Italy's highest court has upheld a prison sentence given to former PM Silvio Berlusconi for tax evasion.
The court also ordered a further judicial review on whether he should be banned from holding public office.
In an emotional video statement, Berlusconi denounced the decision as "based on nothing, and which deprives me of my freedom and political rights".
The sentence cannot be appealed against further but Berlusconi, 76, is unlikely to go to jail because of his age.
The ruling by Rome's Court of Cassation came after a three-day hearing. Berlusconi was not in court.
The former prime minister was sentenced to four years in prison at the conclusion of the trial in October last year, though this was automatically reduced to a year under a 2006 pardon law.
Berlusconi is likely to serve house arrest or carry out community service.
His lawyers described Thursday's ruling as "unjust".
They had been hoping to overturn his conviction in a case involving television rights bought by his company Mediaset.
It is the billionaire businessman's first definitive conviction after decades of criminal prosecutions.
In his video message following the court's decision he said: "I never devised any system of fiscal fraud. No false invoice exists in the history of Mediaset."
Berlusconi said he was the victim of "an incredible series of accusations and trials that had nothing to do with reality".
He described the more that 50 court cases he has faced as "genuine judicial harassment that is unmatched in the civilised world".
Still in senate
The review of the lower court's five year ban on holding public office means Berlusconi can remain as a senator and as leader of his centre-right People of Freedom Party (PDL) for now.
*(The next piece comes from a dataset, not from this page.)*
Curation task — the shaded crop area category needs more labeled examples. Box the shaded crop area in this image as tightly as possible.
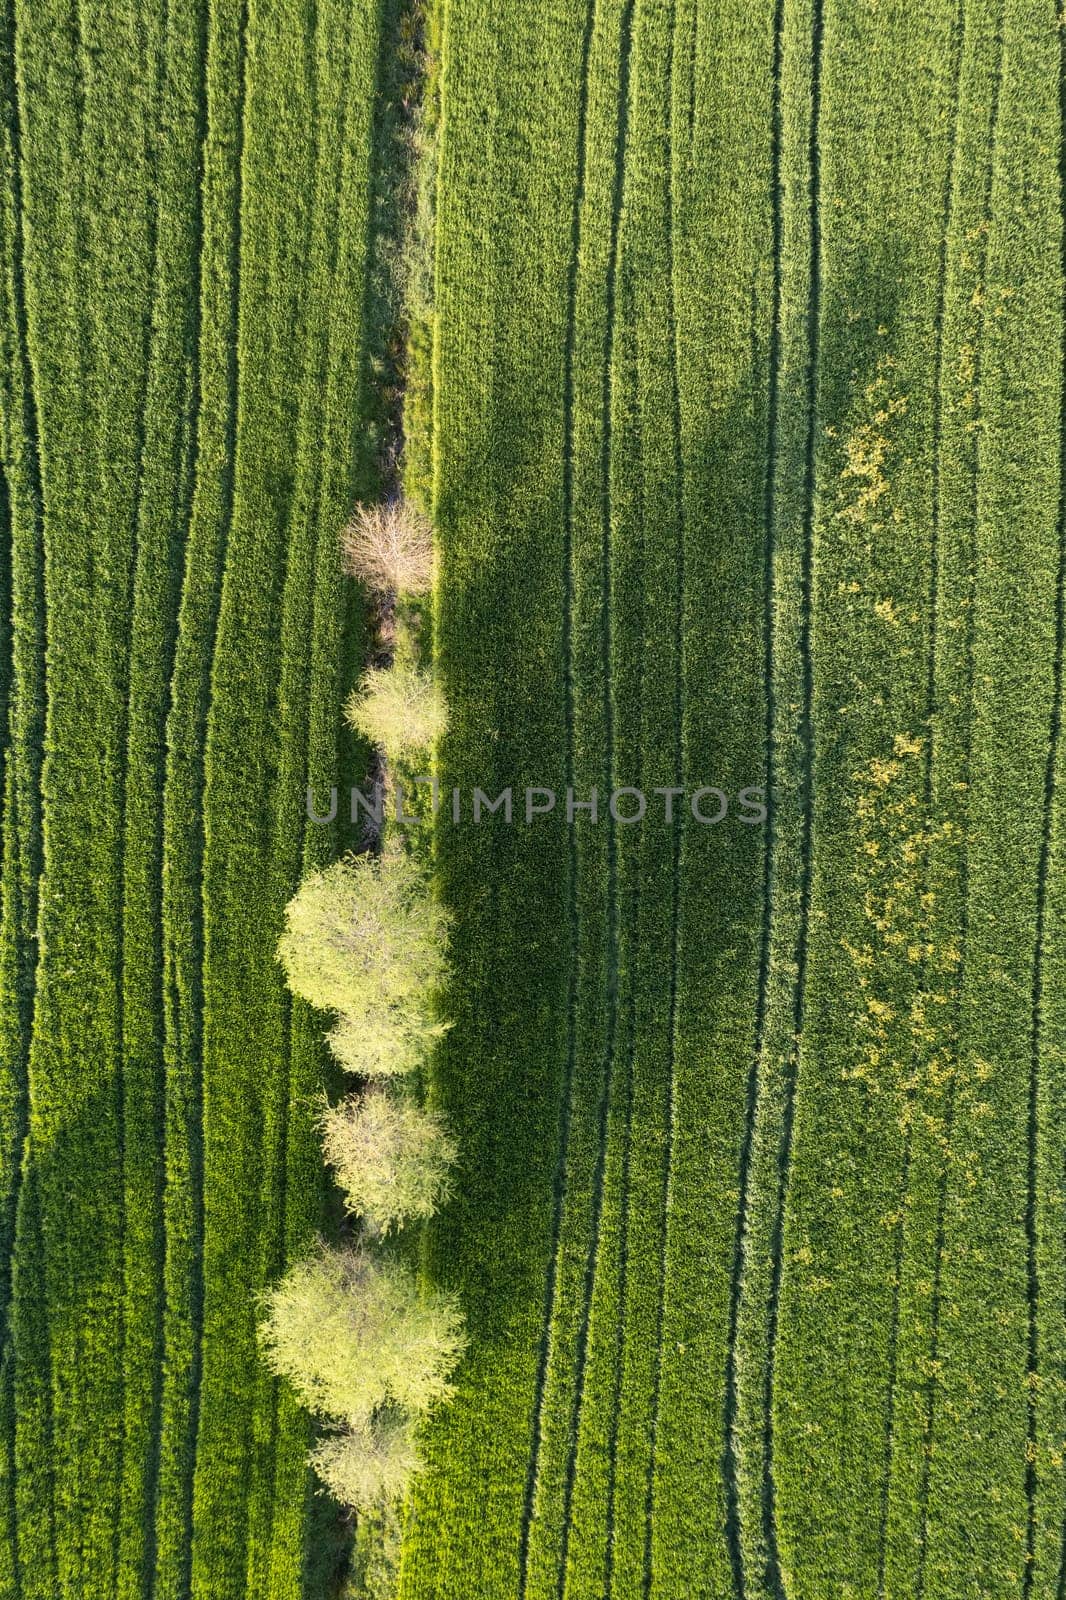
[400,1,1066,1597]
[0,0,386,1594]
The BBC's Alan Johnston in Rome says the former prime minister will be relieved that judges ordered a review of the political ban.
Berlusconi's political grouping forms part of Italy's coalition government. Prime Minister Enrico Letta needs both the PDL and his own centre-left Democratic Party to govern.
In a statement after the court ruling, Mr Letta urged "a climate of serenity" for the good of the country.
Italian President Giorgio Napolitano also urged the country to stay calm.
"The country needs to rediscover serenity and cohesion on vitally important institutional matters which have for too long seen it divided and unable to enact reforms," he said.
A former minister and ally of Berlusconi, Nitto Palma, told Reuters on leaving a PDL meeting that there was a lot of bitterness about the verdict.
However the sentence would not affect the Letta government, he said.
Berlusconi's legal team said there were "solid reasons" why Berlusconi should have been acquitted, and it would "evaluate and pursue any useful initiative, also in Europe, to make sure that this unjust sentence is radically reformed".
Anti-establishment politician Beppe Grillo welcomed the court ruling, comparing the sentence to the fall of the Berlin Wall.
In a statement on his blog, Mr Grillo said Berlusconi had "polluted, corrupted and paralysed Italian politics for 21 years".
'Vendetta'
The original ruling in October 2012 found that Berlusconi's Mediaset media empire had inflated the price it had paid for film distribution rights to avoid paying taxes.
He was labelled the "author of a whole system of tax fraud".
The three-time prime minister and senator has faced a string of trials since leaving office in November 2011.
Appeals are pending in other cases in which he was convicted of having paid for sex with an under-age prostitute, and arranging for a police wiretap to be leaked and published in a newspaper.
Two other alleged tax evasion cases, one of them involving British lawyer David Mills, expired under the statute of limitations.